There is nothing worse than a convert: be it an alcoholic, a newfound fundamentalist Christian, or a former trapper with an ax to grind. They need to tell everyone else that they need to repent.
So it is with Ms. Peggy Larson, the former trapper who now preaches that trapping is a boogeyman. She cites several cases of “trapper” misconduct. I can’t comment on the accuracy of her stories, but can provide facts to some innuendo.
- Ms. Larson tells a tale of overhearing a “trapper” saying that ‘“animals don’t feel pain.” Did she hear the entire conversation or just the snippet she wished to quote? Note that this tale has been going around for years. But it proves nothing. It may have been out of context or it may have been a misquote or maybe just an uninformed statement.
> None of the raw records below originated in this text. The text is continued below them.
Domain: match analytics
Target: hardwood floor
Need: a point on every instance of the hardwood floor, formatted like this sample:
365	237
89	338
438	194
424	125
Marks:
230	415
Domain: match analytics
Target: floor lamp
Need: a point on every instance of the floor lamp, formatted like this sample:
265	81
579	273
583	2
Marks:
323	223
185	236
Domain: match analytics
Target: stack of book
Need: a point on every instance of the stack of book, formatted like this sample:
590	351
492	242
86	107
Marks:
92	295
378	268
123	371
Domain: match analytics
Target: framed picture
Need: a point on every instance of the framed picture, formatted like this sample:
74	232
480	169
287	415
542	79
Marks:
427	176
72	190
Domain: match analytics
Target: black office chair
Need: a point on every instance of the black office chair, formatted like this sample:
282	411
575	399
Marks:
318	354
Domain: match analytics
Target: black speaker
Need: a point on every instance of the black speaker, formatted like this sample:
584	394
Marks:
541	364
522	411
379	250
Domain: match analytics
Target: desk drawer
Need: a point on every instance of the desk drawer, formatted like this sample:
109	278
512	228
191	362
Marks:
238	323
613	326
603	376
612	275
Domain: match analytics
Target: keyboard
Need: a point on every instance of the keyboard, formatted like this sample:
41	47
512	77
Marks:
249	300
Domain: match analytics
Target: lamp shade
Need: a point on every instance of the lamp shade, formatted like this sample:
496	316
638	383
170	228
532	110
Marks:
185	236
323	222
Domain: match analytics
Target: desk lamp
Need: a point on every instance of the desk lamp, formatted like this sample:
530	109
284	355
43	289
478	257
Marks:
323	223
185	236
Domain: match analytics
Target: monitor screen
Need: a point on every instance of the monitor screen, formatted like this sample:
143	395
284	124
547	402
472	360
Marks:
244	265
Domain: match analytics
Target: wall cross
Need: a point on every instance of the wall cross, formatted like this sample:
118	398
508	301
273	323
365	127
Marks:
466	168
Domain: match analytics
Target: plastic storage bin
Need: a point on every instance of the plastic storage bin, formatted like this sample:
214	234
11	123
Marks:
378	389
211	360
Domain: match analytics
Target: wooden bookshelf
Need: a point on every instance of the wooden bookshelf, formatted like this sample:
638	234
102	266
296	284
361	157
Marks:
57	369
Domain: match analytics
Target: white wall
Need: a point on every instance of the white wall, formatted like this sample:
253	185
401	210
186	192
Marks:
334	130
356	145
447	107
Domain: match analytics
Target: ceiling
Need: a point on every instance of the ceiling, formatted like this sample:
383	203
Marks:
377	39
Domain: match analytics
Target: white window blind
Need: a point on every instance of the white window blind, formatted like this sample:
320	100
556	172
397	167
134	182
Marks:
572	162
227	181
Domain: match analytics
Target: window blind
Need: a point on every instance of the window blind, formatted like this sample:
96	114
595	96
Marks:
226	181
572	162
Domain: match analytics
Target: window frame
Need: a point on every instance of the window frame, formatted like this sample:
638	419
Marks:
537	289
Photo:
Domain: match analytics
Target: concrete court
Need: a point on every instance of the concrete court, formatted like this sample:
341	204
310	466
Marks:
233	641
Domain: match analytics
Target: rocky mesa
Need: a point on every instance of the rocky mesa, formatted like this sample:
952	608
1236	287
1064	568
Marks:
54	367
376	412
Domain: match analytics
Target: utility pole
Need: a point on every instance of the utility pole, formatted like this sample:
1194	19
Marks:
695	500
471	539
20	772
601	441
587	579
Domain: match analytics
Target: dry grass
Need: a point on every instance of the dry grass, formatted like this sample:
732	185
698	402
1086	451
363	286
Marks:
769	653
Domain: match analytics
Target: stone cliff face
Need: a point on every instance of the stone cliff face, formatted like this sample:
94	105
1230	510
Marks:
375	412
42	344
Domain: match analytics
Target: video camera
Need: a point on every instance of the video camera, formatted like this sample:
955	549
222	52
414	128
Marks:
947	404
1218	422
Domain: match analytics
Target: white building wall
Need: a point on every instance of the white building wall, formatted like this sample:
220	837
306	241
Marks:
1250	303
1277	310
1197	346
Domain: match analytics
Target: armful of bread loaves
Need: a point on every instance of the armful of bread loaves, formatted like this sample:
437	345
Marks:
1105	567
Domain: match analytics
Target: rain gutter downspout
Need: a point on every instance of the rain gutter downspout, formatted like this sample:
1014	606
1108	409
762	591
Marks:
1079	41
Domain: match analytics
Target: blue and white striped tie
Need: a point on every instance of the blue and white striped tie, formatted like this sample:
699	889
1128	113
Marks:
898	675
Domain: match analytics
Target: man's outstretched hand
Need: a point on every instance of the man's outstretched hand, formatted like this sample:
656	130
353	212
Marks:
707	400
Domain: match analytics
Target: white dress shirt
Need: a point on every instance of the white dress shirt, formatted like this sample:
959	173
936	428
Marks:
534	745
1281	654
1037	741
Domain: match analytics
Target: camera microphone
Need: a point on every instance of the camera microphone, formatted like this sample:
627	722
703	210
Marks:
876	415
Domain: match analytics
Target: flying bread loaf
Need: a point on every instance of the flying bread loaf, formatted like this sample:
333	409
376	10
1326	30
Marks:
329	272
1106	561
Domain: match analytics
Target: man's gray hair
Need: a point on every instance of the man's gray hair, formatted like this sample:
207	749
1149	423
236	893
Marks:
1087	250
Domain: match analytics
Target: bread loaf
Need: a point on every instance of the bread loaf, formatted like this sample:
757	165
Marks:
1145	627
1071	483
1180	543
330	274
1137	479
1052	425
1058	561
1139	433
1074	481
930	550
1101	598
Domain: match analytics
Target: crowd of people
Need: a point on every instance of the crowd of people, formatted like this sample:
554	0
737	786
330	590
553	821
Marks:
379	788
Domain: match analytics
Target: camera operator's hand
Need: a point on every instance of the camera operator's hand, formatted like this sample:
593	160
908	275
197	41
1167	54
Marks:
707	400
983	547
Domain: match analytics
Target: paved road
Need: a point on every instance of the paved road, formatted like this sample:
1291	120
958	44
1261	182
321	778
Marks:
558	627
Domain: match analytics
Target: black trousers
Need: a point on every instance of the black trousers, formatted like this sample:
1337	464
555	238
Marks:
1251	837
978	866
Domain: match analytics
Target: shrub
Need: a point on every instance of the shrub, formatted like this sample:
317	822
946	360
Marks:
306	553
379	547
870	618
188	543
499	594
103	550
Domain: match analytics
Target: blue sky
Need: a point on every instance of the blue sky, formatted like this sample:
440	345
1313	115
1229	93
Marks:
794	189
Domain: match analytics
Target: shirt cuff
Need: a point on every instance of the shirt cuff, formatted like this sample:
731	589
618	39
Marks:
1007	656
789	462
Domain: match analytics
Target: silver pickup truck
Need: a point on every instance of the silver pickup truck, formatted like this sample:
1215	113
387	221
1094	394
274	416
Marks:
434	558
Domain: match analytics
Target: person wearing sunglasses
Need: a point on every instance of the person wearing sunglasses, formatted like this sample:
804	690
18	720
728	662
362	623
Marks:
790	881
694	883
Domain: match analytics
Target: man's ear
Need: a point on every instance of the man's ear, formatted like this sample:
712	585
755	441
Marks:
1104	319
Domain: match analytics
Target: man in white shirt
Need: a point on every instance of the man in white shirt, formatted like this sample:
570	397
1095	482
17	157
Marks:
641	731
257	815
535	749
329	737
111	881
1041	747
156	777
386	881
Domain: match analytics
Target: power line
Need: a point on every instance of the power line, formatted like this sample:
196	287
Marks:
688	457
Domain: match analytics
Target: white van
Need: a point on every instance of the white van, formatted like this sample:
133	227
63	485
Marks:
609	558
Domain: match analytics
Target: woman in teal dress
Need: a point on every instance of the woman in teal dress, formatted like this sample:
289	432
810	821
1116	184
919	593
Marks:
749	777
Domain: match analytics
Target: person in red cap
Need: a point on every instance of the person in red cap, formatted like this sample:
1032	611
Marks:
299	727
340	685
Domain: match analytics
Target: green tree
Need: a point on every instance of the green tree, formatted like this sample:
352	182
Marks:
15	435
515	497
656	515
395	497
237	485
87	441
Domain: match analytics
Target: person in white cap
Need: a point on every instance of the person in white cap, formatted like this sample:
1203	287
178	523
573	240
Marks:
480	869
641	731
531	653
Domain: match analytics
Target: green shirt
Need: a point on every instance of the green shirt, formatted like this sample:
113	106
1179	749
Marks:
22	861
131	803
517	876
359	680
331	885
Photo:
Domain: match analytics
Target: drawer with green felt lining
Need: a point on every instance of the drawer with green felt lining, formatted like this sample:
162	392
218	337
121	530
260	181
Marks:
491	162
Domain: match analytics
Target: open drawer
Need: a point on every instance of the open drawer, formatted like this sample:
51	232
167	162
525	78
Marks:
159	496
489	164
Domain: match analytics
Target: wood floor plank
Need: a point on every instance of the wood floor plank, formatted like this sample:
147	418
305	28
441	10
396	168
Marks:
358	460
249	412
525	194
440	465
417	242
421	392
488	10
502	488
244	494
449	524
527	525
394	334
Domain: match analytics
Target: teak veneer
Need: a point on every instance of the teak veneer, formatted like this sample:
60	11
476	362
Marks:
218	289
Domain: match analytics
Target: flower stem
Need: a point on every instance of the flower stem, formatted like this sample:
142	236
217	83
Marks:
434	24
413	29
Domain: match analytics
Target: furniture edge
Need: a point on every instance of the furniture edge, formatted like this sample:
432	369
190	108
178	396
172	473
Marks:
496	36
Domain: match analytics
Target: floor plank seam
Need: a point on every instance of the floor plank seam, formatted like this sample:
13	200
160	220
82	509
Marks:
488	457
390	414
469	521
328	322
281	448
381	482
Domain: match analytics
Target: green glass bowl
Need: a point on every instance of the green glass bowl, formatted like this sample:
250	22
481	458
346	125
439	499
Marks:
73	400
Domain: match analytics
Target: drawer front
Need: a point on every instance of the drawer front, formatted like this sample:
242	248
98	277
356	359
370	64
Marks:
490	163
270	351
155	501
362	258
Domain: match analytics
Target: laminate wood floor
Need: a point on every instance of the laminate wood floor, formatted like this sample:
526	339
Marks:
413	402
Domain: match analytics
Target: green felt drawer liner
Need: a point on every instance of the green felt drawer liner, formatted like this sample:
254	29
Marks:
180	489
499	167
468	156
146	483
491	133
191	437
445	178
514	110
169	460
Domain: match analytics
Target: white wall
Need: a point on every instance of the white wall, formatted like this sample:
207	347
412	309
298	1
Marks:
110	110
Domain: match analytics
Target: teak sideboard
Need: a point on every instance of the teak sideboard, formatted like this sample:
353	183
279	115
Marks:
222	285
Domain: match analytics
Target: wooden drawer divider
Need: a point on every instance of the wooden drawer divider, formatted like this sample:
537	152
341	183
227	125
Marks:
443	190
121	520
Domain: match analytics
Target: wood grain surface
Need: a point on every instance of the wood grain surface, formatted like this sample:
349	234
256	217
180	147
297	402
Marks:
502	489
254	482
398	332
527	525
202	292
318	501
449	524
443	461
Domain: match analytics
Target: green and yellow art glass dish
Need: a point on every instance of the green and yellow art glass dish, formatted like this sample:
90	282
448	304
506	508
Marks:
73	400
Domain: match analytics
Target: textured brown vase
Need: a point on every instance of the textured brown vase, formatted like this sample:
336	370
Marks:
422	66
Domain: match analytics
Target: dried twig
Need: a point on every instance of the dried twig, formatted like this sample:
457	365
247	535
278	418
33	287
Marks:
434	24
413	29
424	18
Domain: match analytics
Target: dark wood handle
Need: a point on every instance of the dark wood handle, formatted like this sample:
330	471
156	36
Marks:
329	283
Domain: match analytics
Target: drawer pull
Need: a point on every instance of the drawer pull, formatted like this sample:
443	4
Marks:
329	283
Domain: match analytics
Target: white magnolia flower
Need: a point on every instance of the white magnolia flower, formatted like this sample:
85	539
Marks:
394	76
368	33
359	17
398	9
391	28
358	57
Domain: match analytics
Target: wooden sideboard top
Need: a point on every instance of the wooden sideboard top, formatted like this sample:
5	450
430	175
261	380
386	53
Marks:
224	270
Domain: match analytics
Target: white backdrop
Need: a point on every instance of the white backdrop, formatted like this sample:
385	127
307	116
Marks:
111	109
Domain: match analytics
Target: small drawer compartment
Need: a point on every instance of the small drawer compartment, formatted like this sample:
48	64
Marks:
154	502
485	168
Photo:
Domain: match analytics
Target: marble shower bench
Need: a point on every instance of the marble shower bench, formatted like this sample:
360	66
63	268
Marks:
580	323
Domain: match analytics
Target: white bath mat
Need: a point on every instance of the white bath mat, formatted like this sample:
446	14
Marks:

- She cites that only one in three trapped animals are the targeted animal. From personal experience I can attest that this ratio is nowhere near correct. Again. this tale has been used for years with no peer-reviewed studies cited.
- She claims most target animals are inhumanely killed. A .22 caliber rifle or pistol is a quintessential part of a trapper’s gear. Trapped animals that are harvested (some are released unharmed) are generally shot by the trapper for a quick, humane dispatch. Despite what folks like Mrs. Larson would have you believe, trappers are not evil, but are conscientious members of your community.
- She cites that some trappers do not check their traps daily. Vermont law requires a daily trap check for traps set on land, but allows for a three-day check for sets in the water. Do not confuse poachers with trappers. If someone is setting traps illegally, or not properly checking them, then the trapping community wants that person reported to the proper authorities.
Ms. Larson’s unsupported claims do not justify banning trapping in Vermont. The examples she cites are extremes and not the norms used by responsible trappers.
The Vermont Trappers Association and Vermont Department of Fish & Wildlife recommend the use of best management practices developed through an intense public-private research cooperative. The scientific community has worked with trappers for the last 30 years to improve trap design and ensure the welfare of the animals held in them. This research has cost over $42 million and has brought modern trapping in line with the expectations for humane harvest that the global community, hunters and nonhunters alike, endorse.
Trapping is the most effective method of removing problem furbearing animals. Banning trapping will only increase human/animal conflicts, animal/animal conflicts, and ultimately have a net negative impact on wildlife.